Clap de fin dans l’affaire des prothèses PIP. Près de trois ans après la révélation que les implants mammaires de ce fabricant varois contenaient du gel de silicone frelaté, le tribunal correctionnel de Marseille vient de condamner Jean-Claude Mas, le fondateur de PIP, à quatre ans de prison dans le procès pénal de ce scandale. Ainsi qu’à 75 000 euros d'amende et une interdiction définitive d'exercer dans le secteur médical ou de gérer une entreprise. Les quatre autres prévenus, anciens cadres ou dirigeants de l'entreprise, ont écopé de peines allant de trois ans de prison, dont deux avec sursis, à 18 mois avec sursis.

Ce gigantesque procès s’était ouvert en avril à Marseille, devant plus de 7 000 parties civiles. Parmi elles, l’autorité sanitaire des produits de santé (ANSM), à laquelle certains reprochaient de ne pas avoir tiré la sonnette d’alarme plus tôt. Mais aussi l’organisme allemand Tüv, qui était chargé de certifier les prothèses PIP dans le cadre de leur mise sur le marché. Tous deux estimaient avoir été trompés par PIP lors de leurs contrôles et avoir été victimes d’une gigantesque escroquerie.

La réglementation de ces produits légèrement durcie à l’automne

Pourtant, en novembre dernier, rebondissement inattendu : le tribunal de commerce de Toulon avait jugé Tüv responsable au civil dans cette affaire. L’entreprise PIP étant non solvable après avoir été placée en liquidation judiciaire, ses distributeurs étrangers et de nombreuses victimes, essentiellement sud-américaines, s’étaient donc retournés contre le certificateur allemand pour obtenir des dédommagements. Selon le tribunal de Toulon, Tüv aurait "manqué à ses obligations de contrôle et de vigilance", et la fraude n'aurait pu se produire sans des défaillances répétées dans ses inspections. Ce dernier a évidemment fait appel de ce verdict. Mais il doit, en attendant, provisionner 3 000 euros par victime, pour financer des expertises permettant de fixer d’éventuelles indemnisations.

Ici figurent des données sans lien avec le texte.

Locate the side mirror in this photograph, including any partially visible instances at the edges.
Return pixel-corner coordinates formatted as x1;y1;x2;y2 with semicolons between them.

En impliquant un organisme comme Tüv, réputé pour son sérieux, cette affaire a mis au jour les failles du marquage CE, le système d’auto-certification permettant aux industriels de commercialiser des dispositifs médicaux, dont font partie les prothèses. Le scandale n’a pas débouché pour autant sur une révolution dans la réforme de cette réglementation européenne, sous la pression du lobbying industriel. Bruxelles a néanmoins décidé à l’automne du renforcement des contrôles des dispositifs médicaux. Les verdicts des procès de l’affaire PIP rappelleront désormais aux entreprises, comme aux certificateurs, qu’aucun risque ne peut être pris lorsqu’on fabrique des produits destinés à être implantés dans le corps humain.